Sturge-Weber syndroom

  • Etiologie

    • Zz congenitale vasculaire aandoening

    • Vasculaire malformaties

  • Kliniek

    • Vasculaire malformaties !!!

    • Intracraniële vasculaire misvormingen & ipsilaterale, scherp omschreven “wijnvlek”-verkleuring van aangezichtshuid(Naevus Flammeus)=> Meestal nabij N. Ophtalmicus van N. V

    • Wijnvlek volgt distributie van 1ste & 2e tak van N. V

    • Wijnvlek kruist middenlijn NIET!

    • Neurologische afwijkingen:

      • Epilepsie

      • Hemiparese

    • IQ

      • Geboorte: normale intelligentie=> later mentale retardatie

    • Oog

      • Glaucoom

      • Vasculaire malformatie van oog

  • Genetica

    • NIET-overerfbaar syndroom

  • Diagnose

    • MRI + IV Gadolinium contrast

Hemifaciale microsomie

Pruzansky classificatie

  • I Minimum mandibular hypoplasia with all structures present

  • II Condyle, ramus and sigmoid notch are present, but with serious alteration in shape and size

  • III Mandibular ramus can be reduced to a small thin layer of bone, or does not exist

Pruzansky-Kaban classificatie

  • I Mandibular morphology is normal but small.

  • IIA Mandibular ramus is short but of abnormal size: glenoid cavity in right position and functional.

  • IIB Glenoid cavity is in an altered position, in inferior, medial, and anterior position.

  • III Absence of temporomandibular joint (TMJ)

Omens classificatie

O: Asymmetry of the orbit

  • O0 Orbit with normal size and position

  • O1 Abnormal orbital size

  • O2 Abnormal orbital position (place a position arrow, e.g.: O2↑ for upper, O2↓ for lower)

  • O3 Abnormal orbital size and position

M: Mandibular hypoplasia

  • M0 Normal mandible

  • M1 The mandible and glenoid fossa are small, with a short ramus

  • M2A The glenoid fossa has an anatomically acceptable position with reference to the opposite TMJ

  • M2B The TMJ is displaced in a lower, medial and anterior way with a severely hypoplastic condyle

  • M3 There is a complete absence of ramus, glenoid fossa and TMJ

E: Deformity of the outer ear

  • E0 Normal Ear

  • E1 Mild hypopasia but all structures are present

  • E2 Absence of the external auditory canal with variable hypoplasia of the shell

  • E3 Lobe poorly positioned with absence of ear. Lobar remnant is generally moved towards a lower anterior position

N: Nerve involvement

  • N0 There is no facial nerve involvement

  • N1 Upper involvement of facial nerve (temporal and zygomatic rami)

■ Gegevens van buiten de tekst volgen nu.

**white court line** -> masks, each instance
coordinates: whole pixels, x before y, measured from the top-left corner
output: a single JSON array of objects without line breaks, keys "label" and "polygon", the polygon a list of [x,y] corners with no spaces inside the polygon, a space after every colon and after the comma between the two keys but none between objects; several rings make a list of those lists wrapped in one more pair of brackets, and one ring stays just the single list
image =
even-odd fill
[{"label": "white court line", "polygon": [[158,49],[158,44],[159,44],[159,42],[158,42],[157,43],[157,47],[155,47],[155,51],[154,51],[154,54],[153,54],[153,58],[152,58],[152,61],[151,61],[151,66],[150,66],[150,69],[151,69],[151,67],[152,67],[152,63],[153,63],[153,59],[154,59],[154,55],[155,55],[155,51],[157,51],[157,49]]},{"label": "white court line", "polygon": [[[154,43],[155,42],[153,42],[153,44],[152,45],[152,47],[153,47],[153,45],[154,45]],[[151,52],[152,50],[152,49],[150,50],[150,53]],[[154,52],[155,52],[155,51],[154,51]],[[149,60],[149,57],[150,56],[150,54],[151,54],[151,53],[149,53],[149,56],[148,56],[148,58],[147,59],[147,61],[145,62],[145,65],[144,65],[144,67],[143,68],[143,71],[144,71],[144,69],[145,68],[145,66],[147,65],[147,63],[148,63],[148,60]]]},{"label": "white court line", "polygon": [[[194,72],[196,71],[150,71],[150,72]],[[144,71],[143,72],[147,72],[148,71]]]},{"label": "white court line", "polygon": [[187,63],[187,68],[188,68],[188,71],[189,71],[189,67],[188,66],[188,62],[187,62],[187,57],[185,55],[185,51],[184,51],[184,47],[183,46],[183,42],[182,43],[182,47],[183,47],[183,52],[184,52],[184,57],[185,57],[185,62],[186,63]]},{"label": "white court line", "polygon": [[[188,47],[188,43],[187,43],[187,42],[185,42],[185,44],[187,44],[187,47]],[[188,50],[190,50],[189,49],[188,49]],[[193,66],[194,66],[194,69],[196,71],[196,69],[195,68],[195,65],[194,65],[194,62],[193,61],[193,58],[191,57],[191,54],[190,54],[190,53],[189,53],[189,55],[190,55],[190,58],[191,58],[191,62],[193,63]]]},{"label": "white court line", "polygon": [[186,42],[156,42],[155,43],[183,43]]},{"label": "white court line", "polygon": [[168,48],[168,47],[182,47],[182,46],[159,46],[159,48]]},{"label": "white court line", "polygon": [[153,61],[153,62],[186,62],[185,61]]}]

  • N2 Lower involvement of facial nerve (buccal, mandibular and cervical rami)

  • N3 All rami of facial nerve are affected. Other nerves can be involved, such as trigeminal (sensory), hypoglossal and other cranial nerves

S: Deficiency in soft tissue

  • S0 There is no deficiency of soft tissue nor muscle deficiency

  • S1 Minimal soft tissue and minimal muscle deficiency

  • S2 Moderate – between both extremes S1 and S3

  • S3 Severe soft tissue deficiency due to hypoplasia of subcutaneous tissue and muscle.